To get these answers, you need to take some dedicated time with your team to develop a growth plan that looks at the current situational and SWOT—Strengths, Weaknesses, Opportunities and Threats—to determine key areas of focus. Two examples are:
- Go Deep vs. Go Wide (Should you expand in your existing market or enter new markets?)
- Buy vs. Build (Should you develop new, organic capabilities or should you buy them?)
You should not make these decisions alone or in a vacuum. Engage your management team as you see fit and develop a board of advisors to guide you in your growth journey. Consider them an insurance policy that serve as extra sets of eyes and ears to make sure you don’t miss any key elements or opportunities as you develop your growth strategy.
Setting the Stage for Growth: A 7-Step Checklist of Key Issues
Before you can prepare your company for additional growth, you need to analyze your strengths and weaknesses. Taking these steps will help you concentrate your efforts in the areas where you have the best chance of success. By looking for strengths you will also spot your company’s weaknesses. Start with these areas:
1. Costs and revenues.
Examine them for every part of your business. Are revenues rising or falling? How about profit margins? Which divisions or departments stand out? Why? Do you have a strong positive cash flow?

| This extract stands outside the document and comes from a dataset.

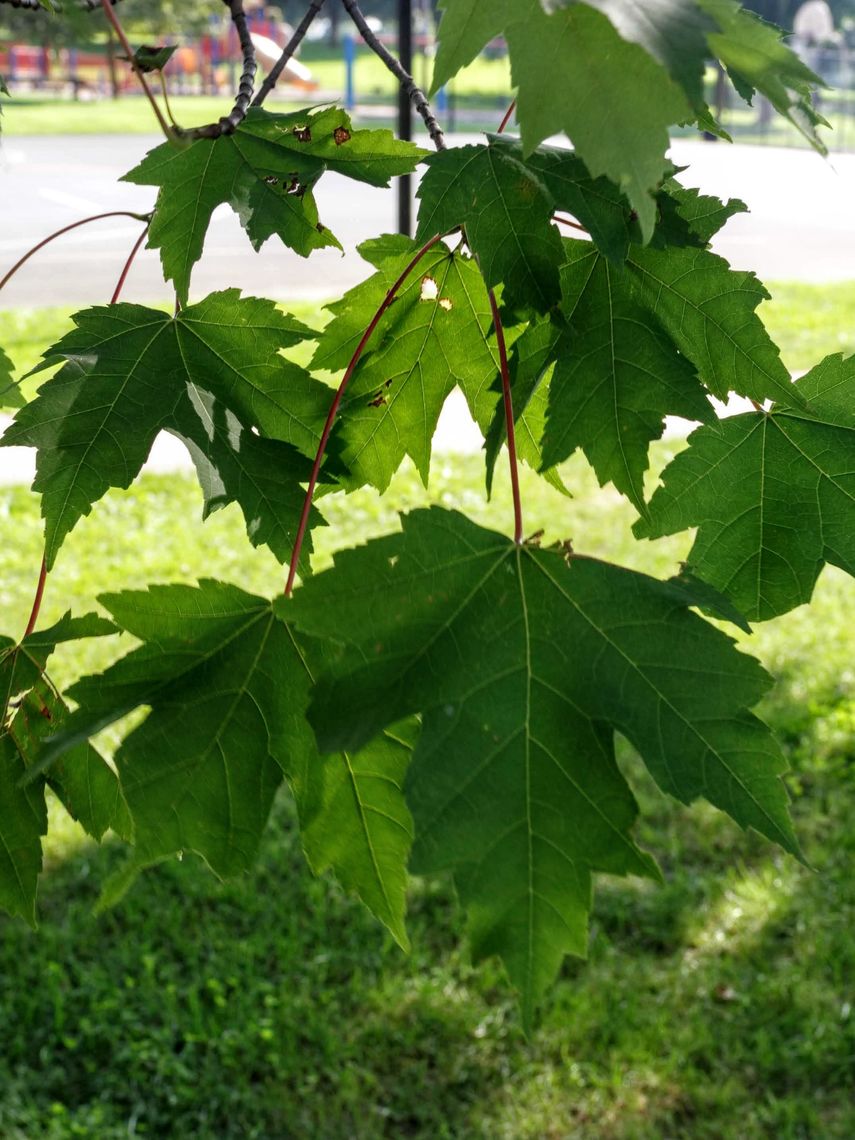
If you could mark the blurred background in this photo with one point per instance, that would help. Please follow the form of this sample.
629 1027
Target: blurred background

Do certain employees show exceptional skills or produce outstanding results? Where in the company is the strongest management, organization and planning? Do you have the talent on staff to handle anticipated growth, or would you have to hire new personnel? Are there any concerns of key employees leaving the company as you prepare your growth strategy?
Are there areas that seem to be trouble-free, functioning with little supervision but always delivering results? On the flip side, are there parts of your business that require constant attention but produce little results? Will these areas hamper your growth strategies? What are your options to resolve these problems moving forward?
4. Philosophy or mission.
Do you have a written statement describing your company’s philosophy or mission? (If not, this is step #1!) Does it define the essence of your business exactly so that you know which kinds of activities fit your company’s goals and which don’t? Are you diluting your resources by engaging in any activities outside your mission? Have you developed a set of core values, and have they been embraced by your employees?
5. Your market.
Is your market share—your company’s percentage of estimated total business available—increasing or decreasing? Is your marketing strategy based on careful research or on instinct and hunches? Is your customer or client base shrinking? Do one or two clients represent an unbalanced percentage of your overall business? What would happen to your growth plans if they suddenly stopped working with you?
6. Your competition.
Do you know exactly who your competitors are, and where they pose the largest threat? Which part of your business is most vulnerable to competition and which is least vulnerable? Are some parts of your market becoming crowded with competitors? Transversely, are you proactively seeking to take business away from your competition?
7. Economic climate.
Are changes in economic conditions—interest rates, inflation, housing starts, industry earnings—likely to affect your company? Do you make efforts to stay on top of key trends and economic indicators to help you anticipate changes in the marketplace, or are you often surprised by developments that affect your company? Your answers to these questions will give you an idea of where your company is strong and where it could improve as well as which type of growth strategy would best serve your company. You cannot and should not blindly make decisions regarding the growth of your business without analyzing the impact of those decisions.